Stocks took a drubbing Friday — yet fell less than 1% for the week — after spiking to new recovery highs, (SPY 287.44) on bad economic news out of Germany. The result: A collapse in bond yields, which saw the 10-year Treasury yield trading below the 3-month yield. This inverted yield curve has preceded recession on seven out of seven occasions since 1969. With the New Economy sector closing higher on the week — and registering 7 month highs vs the Old Economy – no immediate collapse of stock prices is in sight, just yet. A relatively minor decline from these levels should find Fib support SPY 276.90 – 274.80, followed by a bounce into early April, which should put in the final high, provided the New Economy starts to show weakness, which is way over-due. Technically, with the strongest volume in 9 weeks, a Bearish Weekly Squat formed and will project lower levels.

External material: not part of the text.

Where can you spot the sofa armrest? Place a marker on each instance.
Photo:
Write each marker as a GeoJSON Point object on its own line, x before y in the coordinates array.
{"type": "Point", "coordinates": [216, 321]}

Gold continues to chop around, ranging from a spot low 1298 early in the week, followed by a rally to 1320 resistance, where cartel paper selling drove spot lower, to 1302.50, before bouncing to settle 1313 on Friday. Spot gold strong support 1281 – 1271. The PM’s remain on track for a break-out around mid May, with a spot gold strong close over 1360. GLD Fib support 119.62, GLD Fib resistance 123.99. SLV Fib support 13.90. SLV Fib resistance 14.83. The shares (XAU) tacked in 1.7%, after trading down 1%, and continue to lead the metal. To signify the bullish break-out for the shares is underway, look for an XAU Monthly close over 78.45.
After threatening to break under our 89 line trendlines mid-week, the Dollar held UUP 25.57 and bounced to close unchanged (25.80). A strong close under UUP 25.57 will start a bear phase.